As we struggle with anger, gluttony, with judging others, sexual impurity, and a myriad of other passions, it is easy to feel overwhelmed and powerless. We find ourselves feeling defeated and tempted to give up the battle. Sometimes we even tell ourselves that we have no choice, for we were born this way or our temperament is the result of an abusive household.
There is certainly a kernel of truth in all of this, for we were born into a fallen world and are therefore influenced by the results of our first-born parents’ rejection of God’s love. Death is all around us because of ancestral sin, and our commitment to struggle with the passions is meant to return us to the Father. Yet this struggle is not about our power or strength, but simply surrendering to the Lord’s mercy who would save us.
This same merciful God knows how difficult a struggle we have and has given us the strength we need to progress towards purity and holiness. He furthermore rewards us each according to our abilities and rewards us based on our willingness to commit to the struggle, a struggle that is empowered by the grace that abounds when we call upon his holy name.
What do we do when we seem to succumb to the same old sins over and over? Do we simply surrender in defeat because we failed to curb our anger, blaming the family members or co-workers who know how to push our buttons? Do we give in to sexual passions because we’ve always done so, and curbing our appetite for pleasure would be too difficult? Do we gossip about others or judge them because everyone does so?
Or, do we ask God to help us with our anger and confess before a priest when we have fallen, and ask the person who pushed our buttons to forgive us for getting angry? Do we ask God’s forgiveness when we’ve given in to lust and promise to better guard our hearts and our eyes lest we fall again? Do we choose to remain silent when others around us are gossiping and perhaps even avoid those social settings where we know this will be happening?

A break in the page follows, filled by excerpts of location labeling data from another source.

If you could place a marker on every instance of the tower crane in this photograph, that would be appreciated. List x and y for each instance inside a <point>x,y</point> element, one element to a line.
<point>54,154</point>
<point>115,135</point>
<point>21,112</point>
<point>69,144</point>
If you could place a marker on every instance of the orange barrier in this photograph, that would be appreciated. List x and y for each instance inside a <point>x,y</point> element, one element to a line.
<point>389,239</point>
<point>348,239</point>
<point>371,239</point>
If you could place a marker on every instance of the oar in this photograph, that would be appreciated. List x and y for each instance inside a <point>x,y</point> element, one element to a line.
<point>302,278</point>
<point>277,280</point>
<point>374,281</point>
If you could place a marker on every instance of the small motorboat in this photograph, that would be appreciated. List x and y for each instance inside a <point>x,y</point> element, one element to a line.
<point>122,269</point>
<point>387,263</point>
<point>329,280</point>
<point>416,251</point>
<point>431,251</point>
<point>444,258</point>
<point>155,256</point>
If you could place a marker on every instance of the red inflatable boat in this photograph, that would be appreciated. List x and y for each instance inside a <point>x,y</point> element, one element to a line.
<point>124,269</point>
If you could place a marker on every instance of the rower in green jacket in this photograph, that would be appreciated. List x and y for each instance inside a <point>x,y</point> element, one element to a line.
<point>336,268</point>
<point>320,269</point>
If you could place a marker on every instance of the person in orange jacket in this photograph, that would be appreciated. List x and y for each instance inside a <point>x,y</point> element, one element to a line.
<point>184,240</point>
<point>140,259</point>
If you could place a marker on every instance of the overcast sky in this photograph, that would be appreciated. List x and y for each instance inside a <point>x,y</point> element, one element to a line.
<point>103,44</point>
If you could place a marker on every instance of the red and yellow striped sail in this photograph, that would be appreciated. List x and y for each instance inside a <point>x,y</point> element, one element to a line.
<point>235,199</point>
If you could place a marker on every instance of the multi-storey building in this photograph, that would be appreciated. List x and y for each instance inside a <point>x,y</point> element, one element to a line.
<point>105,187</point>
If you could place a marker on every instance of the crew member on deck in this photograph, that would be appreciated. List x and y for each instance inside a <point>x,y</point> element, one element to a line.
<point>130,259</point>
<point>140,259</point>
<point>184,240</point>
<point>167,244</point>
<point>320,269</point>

The good news is that in our struggle with the passions we do not have to struggle alone. Our Lord Jesus Christ has promised to help us in our quest for purity and holiness. Like the holy Apostle Paul, we can say, “It is not me, but Christ in me,” that we are able to do good. Transformation of the heart is the direct result of the indwelling of the Holy Spirit from whom we are given the power to change. All we have to do is approach God with a humble and contrite heart, and victory will be ours.